One of those interviews was with County Judge-Executive Mitchell Page, who discusses the history of "local politicians visiting cemeteries to convert names on tombstones into voters." The Times notes that three cases of vote-buying have happened in Monroe County during Comer's lifetime, but does not observe that the best-known of those involved Comer's friend and former roommate Billy Proffitt, who pled guilty to a vote-buying scheme in 2011, and went on to defend Comer against the abuse allegations in 2015.
This wasn't a case of parachute journalists getting rolled for a travel-and-dining feature. The Times completely missed the long history of local corruption from which Jamie Comer sprang.
As Comer's longtime friend and mentor, Page could certainly offer readers a keener sense of Comer's political education. After all, Page was sentenced to 18 months in prison in 1996 when he joined Comer's other "lifelong friend", former Monroe County Clerk Larry Pitcock, in committing county-wide tax fraud and tampering with public records. Both received gubernatorial pardons. That came after Pitcock had already been busted by the state auditor in 1993 for stealing public funds to spend on himself.
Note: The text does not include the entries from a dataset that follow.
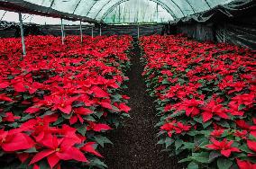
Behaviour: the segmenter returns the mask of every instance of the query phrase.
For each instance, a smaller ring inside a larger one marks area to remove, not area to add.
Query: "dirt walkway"
[[[108,135],[114,146],[104,148],[105,163],[109,169],[178,169],[166,153],[160,153],[161,147],[156,146],[154,125],[158,117],[155,117],[152,100],[146,93],[142,76],[143,66],[140,63],[138,45],[132,52],[134,56],[128,74],[131,119],[124,121],[124,127]]]

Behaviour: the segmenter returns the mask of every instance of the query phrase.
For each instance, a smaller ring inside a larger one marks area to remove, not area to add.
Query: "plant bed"
[[[130,108],[130,36],[0,39],[0,168],[105,168],[97,147]],[[19,160],[17,160],[19,159]]]
[[[187,168],[256,168],[255,54],[182,35],[142,37],[158,144]]]

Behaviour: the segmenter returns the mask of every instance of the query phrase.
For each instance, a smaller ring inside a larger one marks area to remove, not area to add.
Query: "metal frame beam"
[[[124,2],[128,2],[130,0],[120,0],[118,1],[117,3],[115,3],[114,5],[112,5],[106,12],[105,12],[105,13],[103,14],[102,16],[102,20],[104,20],[107,14],[109,14],[114,7],[116,7],[117,5],[121,4],[122,3],[124,3]],[[173,13],[173,11],[171,9],[169,8],[169,6],[167,6],[165,4],[161,3],[160,1],[159,0],[149,0],[149,1],[152,1],[154,3],[157,3],[159,4],[160,6],[162,6],[174,19],[177,18],[177,16],[175,15],[175,13]]]
[[[25,39],[24,39],[24,30],[23,30],[22,13],[19,13],[19,20],[20,20],[21,37],[22,37],[22,43],[23,43],[23,56],[26,56],[27,53],[26,53],[26,45],[25,45]]]

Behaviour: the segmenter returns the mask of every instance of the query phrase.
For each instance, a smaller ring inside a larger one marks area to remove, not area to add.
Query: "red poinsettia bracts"
[[[141,37],[140,45],[166,151],[187,155],[189,167],[255,167],[255,54],[184,35]]]
[[[96,151],[110,143],[103,132],[130,111],[120,91],[131,41],[87,37],[80,44],[68,36],[61,45],[59,37],[28,36],[21,58],[19,39],[0,39],[0,154],[12,163],[4,165],[105,167]]]

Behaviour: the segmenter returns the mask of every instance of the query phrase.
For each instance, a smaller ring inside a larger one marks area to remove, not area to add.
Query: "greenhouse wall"
[[[139,25],[140,36],[151,35],[151,34],[160,34],[162,31],[163,24],[143,24]],[[83,34],[92,35],[92,27],[87,25],[83,25]],[[79,25],[65,25],[65,34],[66,35],[79,35],[80,34]],[[0,28],[0,37],[19,37],[20,28],[18,24],[9,23]],[[61,36],[60,25],[36,25],[36,24],[27,24],[24,25],[25,35],[28,34],[37,34],[37,35],[54,35]],[[94,27],[93,29],[94,36],[100,35],[100,29],[98,27]],[[102,35],[123,35],[128,34],[133,37],[138,36],[138,25],[106,25],[101,28]]]

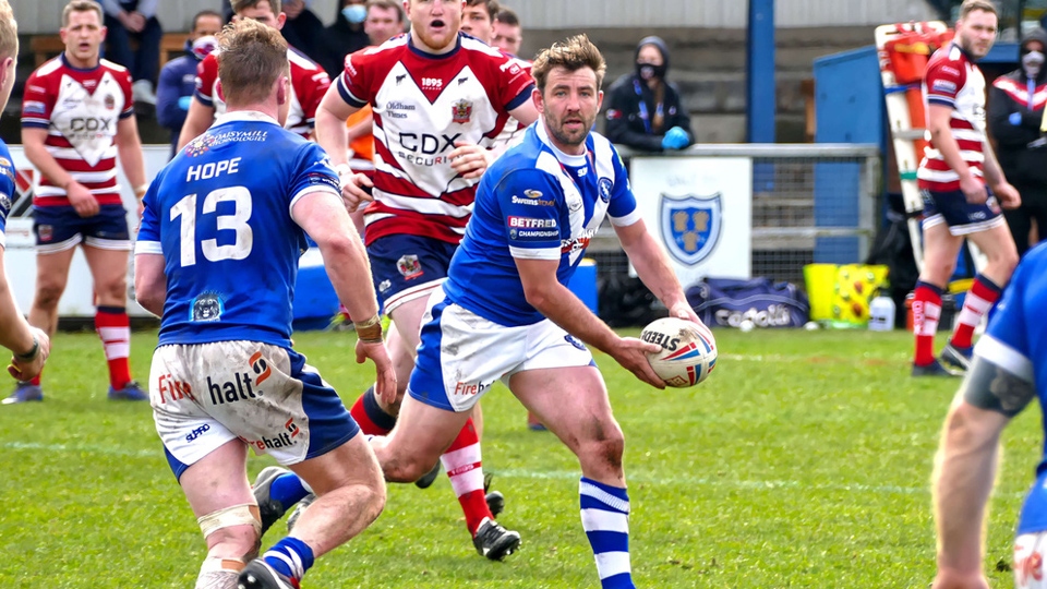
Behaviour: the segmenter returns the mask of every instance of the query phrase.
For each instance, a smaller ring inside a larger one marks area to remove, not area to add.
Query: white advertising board
[[[7,241],[8,247],[3,253],[3,263],[8,271],[8,278],[11,280],[11,288],[14,291],[14,298],[19,302],[19,308],[23,313],[29,312],[29,305],[33,304],[33,294],[36,288],[36,244],[33,236],[33,218],[27,216],[25,208],[27,203],[23,200],[28,197],[32,192],[32,184],[39,181],[37,172],[28,159],[25,158],[25,151],[21,145],[11,145],[11,158],[14,160],[14,167],[19,173],[19,192],[24,194],[15,201],[14,215],[8,219]],[[145,177],[151,181],[157,172],[167,165],[167,158],[170,154],[170,145],[146,145],[143,147],[145,154]],[[132,229],[132,235],[139,226],[137,204],[134,200],[132,187],[124,178],[123,172],[119,176],[121,196],[123,206],[128,209],[128,225]],[[22,190],[26,188],[26,190]],[[65,293],[58,303],[58,314],[61,317],[93,317],[95,316],[95,306],[93,304],[94,284],[91,278],[91,269],[87,267],[87,261],[83,253],[76,249],[73,255],[72,267],[69,271],[69,283],[65,287]],[[132,277],[128,276],[128,284]],[[149,316],[149,313],[139,306],[134,301],[128,301],[128,314],[133,316]]]
[[[750,158],[634,157],[629,177],[684,288],[708,276],[751,277]]]

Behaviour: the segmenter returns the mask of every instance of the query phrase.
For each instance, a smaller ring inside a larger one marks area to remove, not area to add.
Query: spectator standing
[[[287,22],[280,33],[287,44],[318,62],[324,55],[324,23],[309,9],[312,0],[284,0],[281,2]]]
[[[636,46],[636,71],[607,92],[607,139],[645,152],[683,149],[695,142],[690,116],[671,83],[669,47],[660,37]]]
[[[1022,65],[1001,75],[989,89],[989,132],[1003,175],[1022,195],[1022,205],[1004,211],[1018,255],[1035,241],[1030,231],[1035,220],[1036,241],[1047,233],[1047,139],[1039,127],[1047,106],[1047,31],[1036,28],[1019,51]]]
[[[491,45],[497,47],[504,53],[519,57],[522,43],[524,27],[520,25],[519,16],[513,9],[503,5],[494,17]]]
[[[178,134],[185,122],[185,113],[193,100],[196,85],[196,67],[215,50],[215,35],[221,31],[221,14],[202,10],[193,16],[193,28],[185,41],[185,55],[169,61],[160,70],[156,87],[156,118],[171,130],[171,157],[178,147]]]
[[[332,77],[341,73],[346,56],[356,53],[372,44],[368,38],[365,21],[368,5],[364,0],[339,0],[335,22],[324,29],[324,43],[317,48],[316,62]]]
[[[108,59],[131,72],[131,91],[136,103],[156,104],[153,84],[160,67],[160,39],[164,29],[156,20],[157,0],[101,0],[108,29]],[[131,49],[131,39],[139,43]]]

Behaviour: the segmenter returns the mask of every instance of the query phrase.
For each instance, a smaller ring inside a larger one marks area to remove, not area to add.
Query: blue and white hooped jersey
[[[14,164],[11,161],[11,149],[0,140],[0,248],[7,248],[4,233],[8,230],[8,214],[14,202]],[[2,271],[0,271],[2,272]]]
[[[340,197],[315,143],[260,112],[230,112],[153,181],[135,253],[163,254],[167,300],[159,344],[231,339],[290,347],[305,233],[294,203]]]
[[[1047,408],[1047,330],[1036,317],[1047,305],[1047,244],[1030,250],[1003,292],[985,335],[974,353],[1036,387]],[[1044,423],[1047,433],[1047,422]],[[1037,480],[1025,500],[1018,533],[1047,530],[1047,445],[1036,467]]]
[[[484,172],[444,284],[447,298],[500,325],[542,321],[514,259],[559,260],[556,277],[567,285],[605,216],[616,226],[640,219],[614,146],[590,133],[585,155],[564,154],[539,119]]]

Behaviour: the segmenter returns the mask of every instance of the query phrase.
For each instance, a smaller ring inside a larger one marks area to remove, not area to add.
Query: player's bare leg
[[[109,398],[146,400],[131,377],[131,320],[128,316],[128,251],[84,244],[84,257],[95,280],[95,329],[106,350]]]
[[[36,293],[29,308],[29,325],[53,335],[58,328],[58,301],[65,292],[69,267],[76,248],[36,254]]]
[[[230,441],[190,466],[179,478],[197,521],[206,525],[207,557],[196,578],[196,589],[234,589],[237,575],[257,556],[258,532],[251,516],[257,507],[242,469],[248,447],[239,440]]]
[[[629,495],[622,456],[625,438],[593,366],[528,370],[509,388],[578,456],[581,526],[604,587],[635,587],[629,561]]]
[[[941,316],[941,296],[956,268],[962,247],[963,238],[950,233],[944,223],[924,227],[924,269],[913,296],[913,376],[950,374],[935,358],[935,334]]]

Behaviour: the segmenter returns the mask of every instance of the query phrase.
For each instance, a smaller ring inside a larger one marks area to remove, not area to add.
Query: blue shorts
[[[937,192],[919,191],[924,197],[924,228],[944,223],[953,236],[977,233],[1003,225],[1003,214],[992,191],[986,187],[989,197],[985,204],[973,205],[960,190]]]
[[[374,291],[385,313],[430,296],[447,279],[447,268],[458,245],[438,239],[396,235],[368,245]]]
[[[99,250],[131,250],[128,212],[123,205],[100,205],[94,217],[81,217],[72,206],[34,206],[36,251],[55,253],[85,245]]]

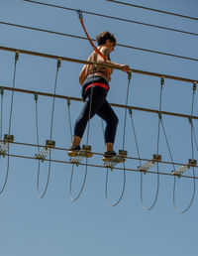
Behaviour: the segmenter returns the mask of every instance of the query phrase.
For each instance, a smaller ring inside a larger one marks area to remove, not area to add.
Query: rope
[[[16,28],[22,28],[22,29],[28,29],[28,30],[33,30],[33,31],[50,33],[50,34],[63,36],[63,37],[88,40],[85,37],[81,37],[81,36],[77,36],[77,35],[71,35],[71,34],[66,34],[66,33],[61,33],[61,32],[50,31],[50,30],[44,30],[44,29],[39,29],[39,28],[29,27],[29,26],[24,26],[24,25],[19,25],[19,24],[13,24],[13,23],[1,22],[1,21],[0,21],[0,24],[7,25],[7,26],[12,26],[12,27],[16,27]],[[95,41],[94,39],[91,39],[91,40]],[[141,51],[141,52],[147,52],[147,53],[151,53],[151,54],[156,54],[156,55],[178,58],[178,59],[182,59],[182,60],[198,62],[198,59],[191,58],[191,57],[178,56],[178,55],[168,54],[168,53],[159,52],[159,51],[153,51],[153,50],[150,50],[150,49],[138,48],[138,47],[123,45],[123,44],[117,44],[117,46],[118,47],[123,47],[123,48],[128,48],[128,49],[133,49],[133,50],[137,50],[137,51]]]
[[[25,0],[25,1],[30,1],[30,0]],[[122,5],[127,5],[127,6],[132,6],[132,7],[136,7],[136,8],[141,8],[141,9],[145,9],[145,10],[148,10],[148,11],[152,11],[152,12],[163,13],[163,14],[177,16],[177,17],[180,17],[180,18],[186,18],[186,19],[198,21],[198,18],[186,16],[186,15],[183,15],[183,14],[166,12],[166,11],[163,11],[163,10],[157,10],[157,9],[148,8],[148,7],[146,7],[146,6],[140,6],[140,5],[125,3],[125,2],[115,1],[115,0],[106,0],[106,1],[109,1],[109,2],[112,2],[112,3],[117,3],[117,4],[122,4]]]
[[[191,103],[191,116],[193,115],[193,110],[194,110],[195,90],[196,90],[196,83],[194,82],[193,83],[193,92],[192,92],[192,103]],[[193,131],[194,131],[194,127],[193,127],[193,123],[192,123],[192,119],[191,118],[189,118],[189,123],[190,123],[190,133],[191,133],[191,152],[192,152],[192,159],[194,159],[194,147],[193,147]],[[195,132],[194,132],[194,136],[195,136]],[[195,143],[197,145],[196,137],[195,137]],[[174,177],[174,184],[173,184],[173,206],[174,206],[175,210],[177,212],[179,212],[179,213],[185,213],[192,206],[192,203],[194,201],[195,191],[196,191],[194,167],[192,167],[192,174],[193,174],[193,192],[192,192],[192,196],[191,196],[189,204],[186,206],[186,208],[184,208],[182,210],[177,208],[176,202],[175,202],[176,177]]]
[[[52,138],[52,128],[53,128],[53,115],[54,115],[54,99],[55,99],[55,91],[56,91],[56,86],[57,86],[57,74],[58,70],[61,64],[61,60],[57,60],[57,65],[56,65],[56,72],[55,72],[55,81],[54,81],[54,88],[53,88],[53,99],[52,99],[52,109],[51,109],[51,120],[50,120],[50,140]],[[37,106],[37,101],[38,97],[35,96],[36,100],[36,126],[37,126],[37,141],[38,141],[38,151],[40,150],[39,148],[39,121],[38,121],[38,106]],[[51,166],[51,149],[50,148],[50,162],[49,162],[49,171],[48,171],[48,178],[47,178],[47,183],[45,186],[45,190],[43,193],[41,194],[40,192],[40,167],[41,167],[41,160],[38,162],[38,176],[37,176],[37,191],[38,191],[38,197],[43,198],[46,195],[46,192],[49,188],[49,183],[50,183],[50,166]]]
[[[31,2],[31,3],[34,3],[34,4],[41,4],[41,5],[46,5],[46,6],[50,6],[50,7],[69,10],[69,11],[76,11],[76,9],[57,6],[57,5],[51,5],[51,4],[48,4],[48,3],[41,3],[41,2],[36,2],[36,1],[31,1],[31,0],[24,0],[24,1]],[[153,25],[153,24],[149,24],[149,23],[143,23],[143,22],[139,22],[139,21],[135,21],[135,20],[128,20],[128,19],[124,19],[124,18],[118,18],[118,17],[113,17],[113,16],[99,14],[99,13],[93,13],[93,12],[87,12],[87,11],[82,11],[82,12],[85,13],[85,14],[94,15],[94,16],[98,16],[98,17],[103,17],[103,18],[108,18],[108,19],[113,19],[113,20],[119,20],[119,21],[134,23],[134,24],[138,24],[138,25],[142,25],[142,26],[147,26],[147,27],[151,27],[151,28],[156,28],[156,29],[161,29],[161,30],[167,30],[167,31],[187,34],[187,35],[191,35],[191,36],[198,36],[198,34],[193,33],[193,32],[189,32],[189,31],[176,30],[176,29],[173,29],[173,28]]]
[[[1,93],[1,117],[0,117],[0,139],[2,140],[2,134],[3,134],[3,126],[2,126],[2,121],[3,121],[3,95],[4,95],[4,88],[0,88],[0,93]]]
[[[164,77],[161,76],[160,80],[160,95],[159,95],[159,108],[158,108],[158,132],[157,132],[157,142],[156,142],[156,154],[158,155],[159,152],[159,138],[160,138],[160,120],[161,120],[161,104],[162,104],[162,88],[163,88],[163,83],[164,83]],[[158,197],[158,191],[159,191],[159,168],[158,168],[158,163],[156,163],[156,192],[154,196],[154,200],[151,203],[149,207],[147,207],[146,204],[144,203],[143,199],[143,173],[141,173],[141,202],[143,205],[143,208],[146,210],[150,210],[153,208],[153,206],[156,203],[157,197]]]
[[[127,96],[126,96],[126,106],[128,105],[128,98],[129,98],[129,87],[130,87],[130,80],[132,78],[132,72],[130,71],[128,73],[128,86],[127,86]],[[127,108],[125,109],[125,119],[124,119],[124,128],[123,128],[123,150],[125,148],[125,133],[126,133],[126,121],[127,121]],[[104,130],[104,129],[103,129]],[[109,177],[109,170],[107,168],[106,172],[106,181],[105,181],[105,198],[110,206],[116,206],[119,204],[119,202],[122,200],[124,192],[125,192],[125,188],[126,188],[126,170],[125,170],[125,162],[123,162],[123,189],[121,192],[121,194],[118,198],[117,201],[114,203],[110,201],[108,198],[108,177]]]
[[[95,65],[93,65],[93,75],[94,75],[94,72],[95,72]],[[93,86],[91,87],[91,97],[90,97],[90,104],[89,104],[89,117],[88,117],[88,127],[87,127],[87,137],[86,137],[86,146],[88,145],[88,142],[89,142],[89,128],[90,128],[90,119],[91,119],[91,107],[92,107],[92,98],[93,98]],[[69,120],[70,122],[70,120]],[[71,124],[70,124],[70,127],[71,127]],[[88,158],[86,158],[86,165],[85,165],[85,171],[84,171],[84,178],[83,178],[83,182],[82,182],[82,186],[80,188],[80,191],[78,192],[78,194],[73,197],[72,196],[72,180],[73,180],[73,172],[74,172],[74,164],[72,164],[72,169],[71,169],[71,176],[70,176],[70,184],[69,184],[69,196],[70,196],[70,199],[72,201],[76,201],[83,190],[84,190],[84,186],[85,186],[85,183],[86,183],[86,178],[87,178],[87,170],[88,170]]]
[[[12,86],[12,96],[11,96],[11,105],[10,105],[10,120],[9,120],[9,128],[8,128],[8,135],[10,135],[11,131],[11,124],[12,124],[12,111],[13,111],[13,101],[14,101],[14,88],[15,88],[15,80],[16,80],[16,69],[17,69],[17,62],[19,60],[19,52],[16,51],[15,53],[15,66],[14,66],[14,74],[13,74],[13,86]],[[2,118],[3,118],[3,90],[1,91],[1,139],[2,139]],[[8,161],[7,161],[7,171],[6,171],[6,177],[2,186],[2,189],[0,190],[0,193],[4,192],[4,189],[6,188],[7,182],[8,182],[8,175],[9,175],[9,167],[10,167],[10,144],[8,142]]]
[[[70,130],[70,138],[71,138],[71,143],[72,143],[72,127],[71,127],[71,115],[70,115],[70,98],[67,98],[67,111],[68,111],[68,121],[69,121],[69,130]]]

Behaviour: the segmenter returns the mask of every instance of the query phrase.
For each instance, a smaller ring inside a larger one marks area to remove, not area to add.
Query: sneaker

Comer returned home to Monroe County in 1993 to inherit the county GOP chairmanship from his late grandfather, legendary power player Harlin Vivian Comer. That same year, he started Comer and Polston Insurance, his business with then-Rep. Billy Dale Polston.
In at least three public appearances in 2010 and 2011, Comer made false claims about his first election, claiming he beat then-incumbent Polston in the 2000 Republican primary with 81% of the vote. In fact, Comer did not run against Polston, who was dying at the time. In common Kentucky tradition, Billy asked his wife Donnie Mayfield Polston to carry on in his stead. She did so, and that was who Comer faced in the Republican primary — a retired public school teacher making a largely ceremonial campaign on her dying husband's behalf.
According to a Herald-Leader report in 2000, Billy Dale Polston said that Comer's father assaulted him at a campaign event for Polston's wife. That's admittedly not as entertaining an anecdote as the one Comer shared with the Times about a local "Trump Country" cop letting Comer out of a speeding ticket in exchange for a bit of MAGA song and dance.
To close this response to the Times whitewash job, let's hear from Marilyn Thomas, in the form of her 2015 letter to the Courier-Journal's Joe Gerth.
I have kept Jamie's skeletons in a closet for him for more than two decades. I am a private person. I moved away from the people and place that I love dearly to keep it that way. I have missed a lot of important moments because of the distance. … In spite of the Comers repeatedly telling me that I was poor farm trash from a nothing town, I have always loved Western Kentucky and the people there. It hasn't been fair, but it has made my life easier to just go away.